Writing custom Bevy systems
To add your own gameplay systems that interact with the simulation, access SimulationRes:
use bevy::prelude::*;
use elevator_bevy::sim_bridge::SimulationRes;
use elevator_core::prelude::*;
fn print_metrics(sim: Res<SimulationRes>) {
let m = sim.sim.metrics();
if sim.sim.current_tick() % 3600 == 0 {
println!(
"Minute {}: delivered={} avg_wait={:.0}",
sim.sim.current_tick() / 3600,
m.total_delivered(),
m.avg_wait_time(),
);
}
}
Register your system in the Bevy app after the plugin:
app.add_plugins(ElevatorSimPlugin)
.add_systems(Update, print_metrics);
Module layout
The elevator-bevy crate is organized into focused modules:
| Module | Responsibility |
|---|---|
plugin.rs | ElevatorSimPlugin – loads config, creates sim, registers everything |
sim_bridge.rs | SimulationRes, SimSpeed, EventWrapper, tick system |
rendering.rs | 2D visualization of the building, elevators, and riders |
ui.rs | HUD overlay showing metrics and simulation state |
camera.rs | Camera setup sized to the building |
input.rs | Keyboard controls for speed adjustment |
passenger_ai.rs | Timer-based passenger spawning |
When to use elevator-bevy vs. building your own
Use elevator-bevy if you want a quick visual test of your dispatch strategy or config. Run it, watch the elevators move, tweak parameters.
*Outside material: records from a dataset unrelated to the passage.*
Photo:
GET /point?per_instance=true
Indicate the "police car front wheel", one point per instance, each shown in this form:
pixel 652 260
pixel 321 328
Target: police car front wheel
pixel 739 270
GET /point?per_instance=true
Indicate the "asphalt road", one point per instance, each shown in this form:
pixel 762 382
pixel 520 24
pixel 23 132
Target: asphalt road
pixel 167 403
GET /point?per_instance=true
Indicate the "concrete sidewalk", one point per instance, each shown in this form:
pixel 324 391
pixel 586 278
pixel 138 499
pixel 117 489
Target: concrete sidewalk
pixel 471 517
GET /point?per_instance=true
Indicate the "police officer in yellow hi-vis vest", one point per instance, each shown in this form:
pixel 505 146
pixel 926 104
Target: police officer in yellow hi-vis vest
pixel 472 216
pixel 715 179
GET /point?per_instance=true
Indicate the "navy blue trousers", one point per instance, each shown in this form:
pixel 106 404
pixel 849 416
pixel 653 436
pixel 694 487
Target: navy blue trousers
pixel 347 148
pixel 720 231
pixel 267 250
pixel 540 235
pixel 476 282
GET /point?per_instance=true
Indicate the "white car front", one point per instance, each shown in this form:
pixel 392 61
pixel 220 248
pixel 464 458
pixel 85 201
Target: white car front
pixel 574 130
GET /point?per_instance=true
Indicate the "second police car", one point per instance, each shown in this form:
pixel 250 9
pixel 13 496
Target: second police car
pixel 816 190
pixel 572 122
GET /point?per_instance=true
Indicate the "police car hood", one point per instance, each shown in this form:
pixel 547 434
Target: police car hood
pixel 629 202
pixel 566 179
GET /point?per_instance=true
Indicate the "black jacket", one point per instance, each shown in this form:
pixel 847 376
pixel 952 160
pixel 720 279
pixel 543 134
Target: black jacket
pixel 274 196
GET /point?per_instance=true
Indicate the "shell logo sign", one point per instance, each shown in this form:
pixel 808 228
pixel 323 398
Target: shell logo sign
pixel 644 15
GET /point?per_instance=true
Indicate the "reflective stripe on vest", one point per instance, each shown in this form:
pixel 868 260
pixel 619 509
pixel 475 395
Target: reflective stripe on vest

Build your own if you are making a game. The Bevy crate is intentionally simple – it is a reference, not a framework. Copy the patterns you need (the SimulationRes resource, the tick system, the event bridge) into your own Bevy app and build your game systems around them.
The core library does not depend on Bevy at all. You can use it with any Rust game engine, a TUI, a web frontend via WASM, or pure headless batch simulation.